A larger, more authentic Left is genuinely anti-war. It raises valid concerns about the long-term consequences of flooding a country such as Ukraine, with its endemic corruption, with weapons. NATO did expand and certainly, Vladimir Putin has a large arsenal of nuclear weapons-making the risk of escalation quite scary. There are obvious reasons to hope any war quickly ends with a negotiated settlement and such a stance doesn’t deserve to be immediately labeled as “appeasement.” War is inherently destructive, and in this war, it is Ukraine that will bear most of the cost.

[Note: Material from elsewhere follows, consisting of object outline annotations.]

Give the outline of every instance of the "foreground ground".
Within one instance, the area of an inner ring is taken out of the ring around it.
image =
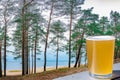
[[[85,71],[87,68],[60,68],[58,70],[51,70],[47,72],[30,74],[26,76],[7,76],[3,77],[0,80],[52,80],[54,78],[65,76],[81,71]]]
[[[115,63],[120,62],[120,59],[116,59]],[[30,74],[26,76],[7,76],[2,77],[0,80],[52,80],[57,77],[70,75],[73,73],[81,72],[87,70],[86,67],[80,67],[80,68],[60,68],[58,70],[49,70],[46,72],[40,72],[37,74]]]

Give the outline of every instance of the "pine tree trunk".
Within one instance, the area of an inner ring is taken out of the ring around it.
[[[6,76],[6,36],[7,36],[7,6],[5,6],[5,11],[4,11],[4,77]]]
[[[81,40],[83,39],[83,37],[84,37],[84,31],[83,31],[83,33],[82,33]],[[77,58],[76,58],[74,67],[77,67],[77,63],[78,63],[79,58],[80,58],[81,49],[82,49],[82,42],[81,42],[81,44],[79,45],[78,54],[77,54]]]
[[[2,41],[0,41],[0,77],[2,77]]]
[[[71,67],[71,33],[72,33],[72,17],[73,17],[73,3],[71,4],[71,13],[70,13],[70,30],[69,30],[69,61],[68,61],[68,68]]]
[[[80,57],[79,57],[79,60],[78,60],[78,67],[80,67],[80,65],[81,65],[81,53],[79,54],[80,55]]]
[[[44,71],[46,71],[46,56],[47,56],[46,52],[47,52],[47,46],[48,46],[49,28],[50,28],[50,24],[51,24],[53,6],[54,6],[54,1],[52,0],[50,16],[49,16],[49,22],[48,22],[48,28],[47,28],[47,33],[46,33],[46,42],[45,42],[45,51],[44,51]]]
[[[6,76],[6,34],[7,26],[5,26],[5,35],[4,35],[4,76]]]
[[[31,57],[30,57],[30,53],[28,54],[28,74],[30,74],[30,59],[31,59]]]
[[[57,38],[56,69],[58,69],[59,39]]]
[[[28,29],[26,29],[28,30]],[[28,49],[28,31],[25,31],[25,60],[26,60],[26,74],[28,74],[28,54],[29,54],[29,49]]]
[[[32,44],[32,49],[31,49],[31,57],[32,57],[32,74],[33,74],[33,44]]]
[[[23,0],[23,8],[22,8],[22,75],[25,75],[25,54],[24,54],[24,48],[25,48],[25,21],[24,21],[24,15],[25,15],[25,9],[24,9],[24,6],[26,4],[26,0]]]
[[[35,47],[34,47],[34,73],[36,73],[36,46],[37,46],[37,29],[36,29],[36,37],[35,37]]]

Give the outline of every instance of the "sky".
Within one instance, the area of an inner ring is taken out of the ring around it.
[[[100,17],[107,16],[111,10],[120,12],[120,0],[85,0],[83,9],[94,7],[93,13],[99,14]]]

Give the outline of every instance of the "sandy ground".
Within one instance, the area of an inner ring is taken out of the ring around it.
[[[64,68],[65,66],[60,66],[59,68]],[[49,70],[54,70],[55,67],[47,67],[47,71]],[[31,70],[32,72],[32,70]],[[36,68],[36,73],[43,72],[43,68]],[[4,73],[3,73],[4,74]],[[7,76],[13,76],[13,75],[21,75],[22,71],[21,70],[7,70],[6,75]]]

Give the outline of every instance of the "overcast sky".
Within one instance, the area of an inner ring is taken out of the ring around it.
[[[85,4],[82,8],[87,9],[94,7],[93,13],[97,13],[101,16],[108,16],[110,11],[120,12],[120,0],[85,0]]]

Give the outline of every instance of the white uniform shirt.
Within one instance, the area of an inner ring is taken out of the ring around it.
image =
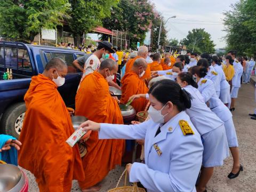
[[[235,87],[241,86],[241,76],[243,75],[244,68],[241,63],[235,60],[233,62],[234,69],[235,69],[235,75],[232,78],[232,86]]]
[[[255,61],[249,61],[249,67],[248,68],[248,70],[249,71],[251,71],[253,69],[253,67],[254,67],[255,66]]]
[[[226,75],[221,66],[215,64],[213,66],[216,72],[218,73],[219,81],[220,81],[220,90],[223,90],[230,87],[227,80],[226,80]]]
[[[204,98],[197,90],[191,85],[183,87],[192,97],[191,107],[186,110],[192,123],[200,134],[203,135],[223,124],[205,103]]]
[[[179,124],[182,119],[188,122],[195,134],[183,135]],[[133,125],[101,124],[99,138],[145,139],[145,164],[132,164],[130,182],[140,181],[148,192],[196,192],[203,150],[200,135],[185,111],[163,125],[155,137],[159,125],[151,119]]]
[[[215,71],[214,68],[211,66],[210,69],[207,73],[205,78],[212,80],[214,83],[214,87],[215,91],[220,91],[220,82],[219,81],[218,73]]]

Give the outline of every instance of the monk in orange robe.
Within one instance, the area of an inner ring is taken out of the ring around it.
[[[116,62],[107,59],[101,62],[98,71],[85,76],[76,97],[76,115],[98,123],[123,124],[117,101],[111,96],[108,85],[117,70]],[[124,140],[99,140],[95,131],[84,143],[87,154],[82,160],[85,179],[79,181],[79,185],[83,192],[98,191],[100,187],[97,184],[116,165],[121,164]]]
[[[153,62],[148,64],[150,67],[151,71],[156,71],[158,70],[163,70],[163,67],[160,65],[161,61],[161,55],[159,53],[155,53],[153,55]]]
[[[19,165],[34,174],[42,192],[69,192],[72,180],[84,179],[77,145],[72,148],[66,142],[74,130],[57,90],[65,82],[57,77],[64,78],[67,69],[62,59],[50,60],[42,74],[32,77],[24,98]]]
[[[126,66],[125,67],[125,73],[129,72],[132,69],[133,63],[136,59],[140,58],[142,58],[146,59],[146,58],[147,58],[148,57],[148,47],[147,47],[146,46],[141,46],[139,47],[137,52],[137,57],[133,59],[130,59],[127,61]],[[140,78],[141,79],[147,79],[148,81],[149,81],[151,78],[151,71],[149,66],[147,67],[145,74]]]
[[[126,104],[131,96],[134,94],[145,94],[148,91],[144,81],[140,78],[148,64],[143,58],[135,60],[131,70],[125,73],[121,80],[122,96],[120,102]],[[136,112],[145,109],[148,101],[145,98],[139,98],[133,101],[131,104]]]

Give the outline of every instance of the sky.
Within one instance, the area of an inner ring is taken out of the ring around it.
[[[226,46],[226,42],[222,38],[226,35],[226,32],[223,31],[223,12],[230,10],[230,5],[238,0],[150,1],[155,4],[157,11],[162,14],[165,21],[171,17],[176,16],[176,18],[170,19],[165,24],[169,39],[176,38],[180,41],[186,38],[189,30],[202,28],[211,34],[216,44],[215,49]]]

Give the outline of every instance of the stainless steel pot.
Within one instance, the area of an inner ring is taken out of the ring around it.
[[[25,174],[18,166],[0,164],[0,191],[20,191],[27,182]]]
[[[119,107],[125,124],[130,124],[132,121],[135,119],[136,111],[132,106],[126,107],[125,105],[120,104]]]
[[[84,123],[85,121],[86,121],[88,119],[82,116],[75,115],[71,117],[71,121],[72,121],[72,124],[73,124],[73,127],[75,130],[76,130],[78,128],[79,125],[81,123]]]

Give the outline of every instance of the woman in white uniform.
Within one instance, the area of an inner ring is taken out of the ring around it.
[[[204,191],[213,173],[213,167],[222,165],[229,156],[223,122],[207,107],[190,73],[179,74],[177,83],[191,95],[191,107],[186,112],[204,140],[203,168],[196,187],[198,192]]]
[[[221,63],[219,60],[218,56],[213,56],[212,57],[212,66],[214,68],[216,72],[218,73],[218,76],[220,79],[220,94],[218,95],[220,99],[222,102],[228,107],[228,103],[230,102],[230,94],[229,90],[230,85],[226,80],[226,75],[223,69],[220,66]],[[216,92],[218,95],[218,92]]]
[[[206,61],[202,61],[206,62]],[[204,67],[194,67],[190,72],[196,77],[198,85],[198,90],[201,93],[205,102],[209,103],[209,107],[223,122],[226,134],[233,157],[233,167],[231,172],[228,175],[229,179],[238,176],[240,171],[243,171],[243,166],[239,161],[238,143],[236,130],[232,119],[232,114],[228,108],[219,99],[214,91],[213,82],[204,78],[207,69]]]
[[[98,131],[100,139],[145,139],[145,164],[126,166],[130,182],[140,181],[148,192],[196,192],[203,147],[184,111],[191,106],[188,93],[177,83],[164,79],[155,83],[149,94],[147,121],[125,125],[89,121],[81,126]]]

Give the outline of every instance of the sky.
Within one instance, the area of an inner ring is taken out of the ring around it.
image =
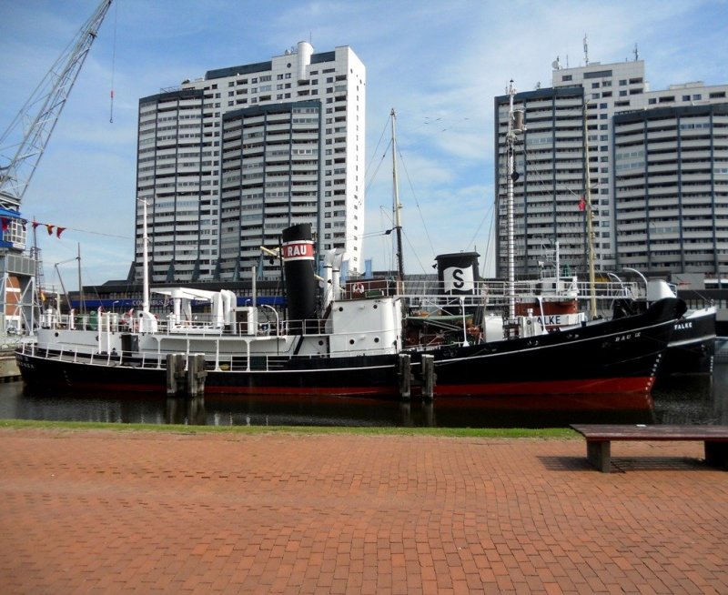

Yet this fraction of the Left doesn’t seem to seriously ask itself why the Kremlin should have any say about the sovereignty of democratic countries. Abstract principles such as “sovereignty” may well come crashing down in the face of cold reality and mounting dead bodies, but cannot the same be said for concepts like liberty, equality, and fraternity? Since gaining its independence, Ukraine may not exactly be a model of governance but its government is duly elected. Its survival should evoke sympathy and one would be hardpressed to argue Ukraine’s government shouldn’t accept support where it can find it.

Whatever one’s feelings about NATO (and its body count is high), solid majorities in Eastern Europe appear to support it. Leftist analysis often uses the passive voice, saying that countries in Eastern Europe having been “absorbed” into NATO. It implies that NATO expansion is a purely imperialist venture when the obvious fact is those states applied to join and the expansion was at least as much on their initiative as the original members. A Pew Research poll from 2020 revealed that 77 percent of Lithuanians support the alliance, as do 88 percent of Poles and 53 percent of Czechs. It is likely a safe bet that, since then, the numbers have only increased, as Finland and Sweden look poised to sign up. In any confrontation over it, why would the Left rush to support the perspective of the Kremlin over that of states that are the historic victims of Russian imperialism? (It is also worth mentioning that both Boris Yeltsin and Putin made noises about joining NATO at different times.)

While it is absolutely true, as the Left points out, that the U.S. government wouldn’t welcome the expansion of a China-led alliance into its neighborhood, this misses the point. The correct question is what would the Left say in such a scenario, and, indeed, it is hard to picture the likes of Noam Chomsky, who has recently taken to citing Henry Kissinger’s realism on the subject, sympathizing with the Monroe Doctrine. The sovereignty of poorer countries has always been a left-wing priority. The Left justly screams bloody murder about American imperialism both historically and in the present day. Plus, there is the obvious fact that Ukraine was not close to joining NATO a few months ago anyway.